UPD: I just realized the following.. If we have expression like f(x) = f(y), this leads to x=y only if the function f is such that a certain value of f(x) corresponds to only one x, like for example if it is monotonic for the whole interval of x of interest. Then, the inverse function f^-1(x) is well-defined. In our case a function f(x) = x^(1/x) is not such a function. As f is below 1, there is only one x that corresponds f(x), however in between [1, e^(1/e)] there are two x values that are mapped to the same function value.

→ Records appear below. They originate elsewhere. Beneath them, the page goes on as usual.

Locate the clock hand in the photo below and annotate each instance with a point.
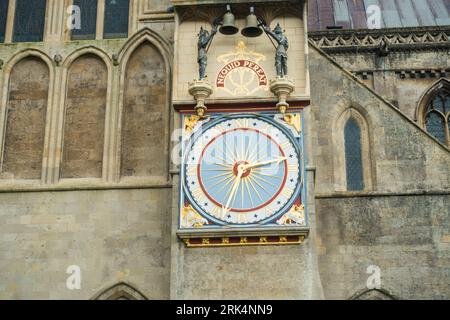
(236, 183)
(264, 163)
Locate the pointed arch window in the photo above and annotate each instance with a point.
(88, 20)
(29, 20)
(116, 19)
(437, 116)
(3, 17)
(353, 156)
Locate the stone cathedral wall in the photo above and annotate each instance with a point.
(86, 177)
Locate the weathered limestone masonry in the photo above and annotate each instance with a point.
(85, 164)
(86, 177)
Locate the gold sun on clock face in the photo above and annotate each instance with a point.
(242, 170)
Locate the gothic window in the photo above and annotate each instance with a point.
(3, 16)
(29, 20)
(116, 19)
(437, 115)
(84, 122)
(353, 156)
(25, 120)
(143, 119)
(88, 18)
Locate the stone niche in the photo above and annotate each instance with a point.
(239, 68)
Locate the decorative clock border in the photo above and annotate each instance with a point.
(287, 233)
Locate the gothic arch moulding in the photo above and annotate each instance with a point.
(140, 37)
(344, 112)
(373, 294)
(100, 58)
(144, 106)
(120, 291)
(28, 77)
(427, 97)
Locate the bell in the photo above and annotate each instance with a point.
(251, 28)
(228, 27)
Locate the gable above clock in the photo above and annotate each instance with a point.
(239, 68)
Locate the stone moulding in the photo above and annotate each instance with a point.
(397, 39)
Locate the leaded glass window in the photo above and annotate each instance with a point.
(86, 30)
(353, 156)
(29, 20)
(437, 117)
(116, 19)
(3, 16)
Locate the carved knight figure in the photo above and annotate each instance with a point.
(281, 53)
(204, 39)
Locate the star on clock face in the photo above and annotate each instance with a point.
(247, 171)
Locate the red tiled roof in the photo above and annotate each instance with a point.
(351, 14)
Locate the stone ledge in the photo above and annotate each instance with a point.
(229, 236)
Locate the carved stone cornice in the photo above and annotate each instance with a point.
(396, 39)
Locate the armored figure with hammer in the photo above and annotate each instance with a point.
(204, 39)
(281, 53)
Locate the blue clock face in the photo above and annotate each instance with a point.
(242, 170)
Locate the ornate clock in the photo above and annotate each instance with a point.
(243, 171)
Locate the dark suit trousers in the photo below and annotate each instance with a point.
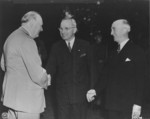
(72, 111)
(111, 114)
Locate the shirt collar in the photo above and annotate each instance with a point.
(122, 44)
(71, 42)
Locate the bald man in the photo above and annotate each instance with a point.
(69, 65)
(123, 77)
(25, 79)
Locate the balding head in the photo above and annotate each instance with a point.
(32, 22)
(121, 23)
(120, 29)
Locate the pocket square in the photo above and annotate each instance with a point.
(127, 60)
(82, 55)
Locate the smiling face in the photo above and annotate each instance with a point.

You can see, for example, that 1^1 = 1, so that f(1) =1, but at the same time when x is infinetely large (x->+infinity), f also tends to 1 These two branches coalesce at the point (e, 1^(1/e)). For any x<1, we have one and only solution y=x, for 1<x<e, we will have y1=x, and the second solution is defined through W0 and W1 branches of Lambert W function of a parameter t: x(t) = W0(t)/t, y2(t) = W1(t)/t, for -1/e<t<0, and for x>e we will analougously have y = x and the second is solution defined by means of x(t) = W1(t)/t, y2(t) = W2(t)/t, for -1/e<t<0 (same thing, but different combination of W0 and W1 for x and y). Interestingly, these untrivial "secondary" solutions connect with each others very smoothly at x=e.

orchestra

Where are you trying to find the solutions? In C, R, Q, Z or N?
For example all the points on the line y = x in the first quadrant are also solutions.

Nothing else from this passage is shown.